We can see this if we take WA out of the equation, assuming that it is suddenly successful in leaving the Commonwealth. The Australian dollar would then need to fall by a very substantial margin to restore balance. Living standards would be commensurately reduced.
I am not saying that this is likely, simply pointing to the implications. Assume, for the moment, that Mr Brown and the Greens suddenly came to power and put into effect every one of the policies that have advocated. The effect on the country would be roughly equivalent to WA's secession.
I am not saying that the Greens would do this if they came to power. Practical realities would force changes to their position. However, again it makes the point.
I am saying that we need to change the nature of political debate. So long as the majority of voters can survive cocooned in their urban ghettos, then issues like the best way to increase food production will be ignored. Until, that is, problems can no longer be ignored. Then we will have the usual panic rush for solutions that so marks Australian politics.
One of the reasons that I get cranky about all this is that it's all so darn confusing and we always seem to do the wrong thing!
As I have said before, we cut back on the use of wood for a fuel because it was bad for the environment. Yet it's not in greenhouse terms compared to other fuels. Again as I have said before, to preserve water we limit the use of water in gardens, thus ending up importing the stuff. To preserve water we limit its use even when there is lots of it. To my mind, this makes no sense.
I love wool and cotton.
PETRA campaigns against wool because of mulesing. I have seen fly-struck sheep, and it's not pleasant. People also stop using wool because it is expensive. Then we are told sheep add to green house gases. And the sheep tear up the environment. We don't grow cotton because it takes too much water.

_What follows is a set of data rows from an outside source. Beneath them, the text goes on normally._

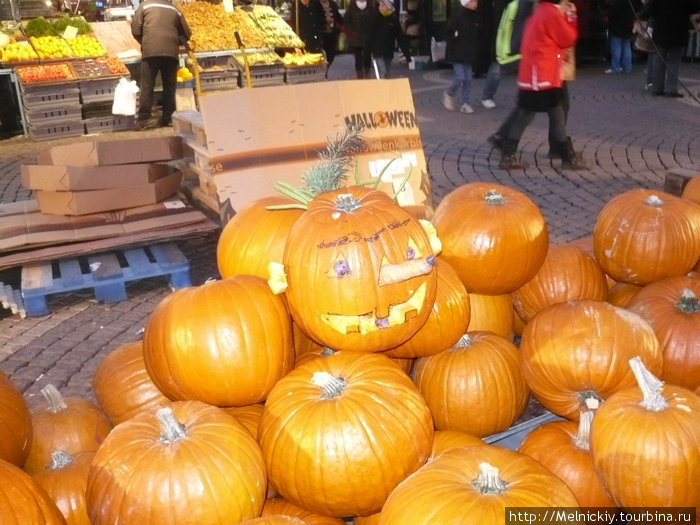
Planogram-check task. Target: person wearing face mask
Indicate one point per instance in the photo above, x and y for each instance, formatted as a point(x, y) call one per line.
point(310, 24)
point(387, 34)
point(462, 50)
point(359, 21)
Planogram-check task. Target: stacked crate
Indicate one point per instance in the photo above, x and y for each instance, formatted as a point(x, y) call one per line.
point(52, 110)
point(97, 86)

What do we do? We buy synthetics made using up scarce petroleum resources. We let other people grow the cotton to use their water instead of ours. In crude terms, for environmental reasons, we increase demands on the environment.
We essentially mandated abolition of tanks on health grounds. Now tanks are back on environmental grounds. We tried to reduce salt usage on health grounds. Now we are going to have to put iodine in bread because people have stopped using iodised salt and goitre is back.
We discouraged use of milk products on health grounds because of the dangers of cholesterol, the need to avoid heart attacks etc. Then we found out about calcium deficiency. Suddenly dairy was back.
To protect water, we cut rice production. Now we are importing rice based on other people's water.
And look out for hams this Christmas. On free trade grounds, we allowed greater import of pork products, so our farmers cut back on pig production. Now imported pork is not available, nor is there domestic production. There will be enough for Christmas hams, perhaps not for other things, but it will be pricey.
Some things make obvious sense.
Free range eggs and chicken make sense, if not to the exclusion of battery farming, on the grounds of taste as well as the better treatment of chooks. Reducing use of plastic bags makes sense, although they are very useful sometimes. Cleaning up the rubbish we leave in the environment makes sense, although some rules here are dumb.
Other things do not.
It makes no sense to create national parks that cannot be supported. It makes no sense to restrict the use of water when it is freely available. It makes no sense to create such a volume of sometimes confused laws and rules that no-one can understand them, let alone follow them.
Most of all, it makes no sense to create structures based on the great gods environment, efficiency and effectiveness that cannot be supported in the longer term.